Concernant les Marocains vivant en Ukraine, Naoufal a déclaré que «les résidents permanents parmi eux sont faibles en nombre», contrairement aux étudiants, «dont la plupart sont repartis». «L’Ukraine n’a pas connu une immigration marocaine, en raison de son éloignement et aussi pour son économie qui n’est pas comparable aux autres pays européens», explique-t-il. Selon lui, «la plupart des Marocains qui vivent ici ont préféré s’installer dans les grandes villes comme Kharkiv, Kiev et Lviv. Ils sont souvent enseignants ou médecins».

Concernant la situation actuelle à Zaporijia, Hamdani décrit : «Pendant le Ramadan, comme les autres jours, nous vivons sous des sirènes ou dans des abris sous-terrains, par peur des bombes, même si notre ville est moins touchée par la guerre que d’autres régions, comme le Donbass.» Il a souligné que 70% de Zaporijia est occupé par la présence russe, mais que «la ville est toujours sous contrôle ukrainien».

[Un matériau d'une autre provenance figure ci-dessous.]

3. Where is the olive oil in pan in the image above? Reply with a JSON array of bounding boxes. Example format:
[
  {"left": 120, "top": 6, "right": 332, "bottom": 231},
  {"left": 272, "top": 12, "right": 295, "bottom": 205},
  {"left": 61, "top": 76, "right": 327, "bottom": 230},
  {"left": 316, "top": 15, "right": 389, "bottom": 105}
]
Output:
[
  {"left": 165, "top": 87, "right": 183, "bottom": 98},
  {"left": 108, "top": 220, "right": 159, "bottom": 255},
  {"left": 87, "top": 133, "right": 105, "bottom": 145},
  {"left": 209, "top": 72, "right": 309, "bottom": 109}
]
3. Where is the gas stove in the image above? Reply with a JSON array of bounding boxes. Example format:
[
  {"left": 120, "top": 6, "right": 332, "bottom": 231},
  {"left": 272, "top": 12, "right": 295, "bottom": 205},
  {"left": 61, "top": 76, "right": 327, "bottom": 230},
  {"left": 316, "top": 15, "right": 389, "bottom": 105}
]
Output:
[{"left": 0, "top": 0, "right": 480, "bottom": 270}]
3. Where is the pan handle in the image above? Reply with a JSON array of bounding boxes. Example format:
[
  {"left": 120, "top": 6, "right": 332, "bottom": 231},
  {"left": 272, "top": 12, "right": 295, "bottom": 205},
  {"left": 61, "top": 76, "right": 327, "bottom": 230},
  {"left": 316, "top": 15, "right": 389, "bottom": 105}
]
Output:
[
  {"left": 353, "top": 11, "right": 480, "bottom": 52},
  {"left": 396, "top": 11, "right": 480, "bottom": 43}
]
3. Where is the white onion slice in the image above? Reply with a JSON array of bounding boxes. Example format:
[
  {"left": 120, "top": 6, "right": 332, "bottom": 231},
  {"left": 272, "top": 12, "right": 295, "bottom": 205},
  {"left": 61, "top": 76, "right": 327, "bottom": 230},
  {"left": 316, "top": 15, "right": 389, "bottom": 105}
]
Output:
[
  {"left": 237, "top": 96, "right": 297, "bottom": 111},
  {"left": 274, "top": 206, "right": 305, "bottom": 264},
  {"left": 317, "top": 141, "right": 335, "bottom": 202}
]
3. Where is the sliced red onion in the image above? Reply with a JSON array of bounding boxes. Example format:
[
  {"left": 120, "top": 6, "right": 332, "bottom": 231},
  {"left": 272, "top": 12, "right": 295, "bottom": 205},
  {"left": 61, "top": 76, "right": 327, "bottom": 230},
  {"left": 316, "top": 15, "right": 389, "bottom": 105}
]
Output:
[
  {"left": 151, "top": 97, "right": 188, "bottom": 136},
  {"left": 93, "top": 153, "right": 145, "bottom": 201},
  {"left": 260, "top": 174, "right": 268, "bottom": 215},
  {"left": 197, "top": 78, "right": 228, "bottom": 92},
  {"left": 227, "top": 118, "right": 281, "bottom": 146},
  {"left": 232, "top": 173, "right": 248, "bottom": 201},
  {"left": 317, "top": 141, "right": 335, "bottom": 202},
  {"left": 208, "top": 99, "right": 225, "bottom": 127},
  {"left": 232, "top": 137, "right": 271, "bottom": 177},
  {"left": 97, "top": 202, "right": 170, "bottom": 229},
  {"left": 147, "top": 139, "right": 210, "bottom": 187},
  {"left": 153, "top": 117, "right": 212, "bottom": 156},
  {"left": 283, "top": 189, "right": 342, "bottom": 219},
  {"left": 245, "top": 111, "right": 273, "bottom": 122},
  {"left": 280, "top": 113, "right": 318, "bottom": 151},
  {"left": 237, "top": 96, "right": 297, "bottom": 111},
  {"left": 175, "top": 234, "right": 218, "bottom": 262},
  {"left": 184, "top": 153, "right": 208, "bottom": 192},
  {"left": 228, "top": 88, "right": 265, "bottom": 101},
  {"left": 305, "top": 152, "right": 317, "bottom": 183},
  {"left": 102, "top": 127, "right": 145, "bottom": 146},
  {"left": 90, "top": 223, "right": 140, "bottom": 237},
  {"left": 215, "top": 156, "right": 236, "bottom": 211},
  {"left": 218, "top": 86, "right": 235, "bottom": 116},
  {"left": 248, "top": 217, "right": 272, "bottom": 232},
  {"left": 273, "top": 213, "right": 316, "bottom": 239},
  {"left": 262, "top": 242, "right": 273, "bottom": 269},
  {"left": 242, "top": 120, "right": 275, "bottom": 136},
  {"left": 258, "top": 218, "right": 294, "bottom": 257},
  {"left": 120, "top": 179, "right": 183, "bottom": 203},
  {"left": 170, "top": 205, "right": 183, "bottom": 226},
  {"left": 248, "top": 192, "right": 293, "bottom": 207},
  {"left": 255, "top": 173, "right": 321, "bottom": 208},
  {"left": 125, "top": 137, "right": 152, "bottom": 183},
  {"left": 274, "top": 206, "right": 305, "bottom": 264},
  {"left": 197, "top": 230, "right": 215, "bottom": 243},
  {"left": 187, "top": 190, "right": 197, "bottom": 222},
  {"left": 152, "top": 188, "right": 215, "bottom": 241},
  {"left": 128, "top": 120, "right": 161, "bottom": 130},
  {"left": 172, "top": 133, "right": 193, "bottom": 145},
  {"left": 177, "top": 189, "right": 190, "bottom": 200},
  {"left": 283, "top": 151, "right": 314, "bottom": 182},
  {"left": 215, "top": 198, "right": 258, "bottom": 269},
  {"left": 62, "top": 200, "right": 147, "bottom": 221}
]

Naoufal s'est parfaitement intégré à la société ukrainienne tout en maintenant des liens forts avec la communauté marocaine et plus largement musulmane. «Le ramadan a sa propre ambiance malgré la guerre. En tant que musulmans, nous essayons de maintenir le contact entre nous, bien sûr sans organiser de prières de groupe. Ici, à Zaporijia, vivent environ 100 000 musulmans, dont la plupart sont des Tatars de Crimée.»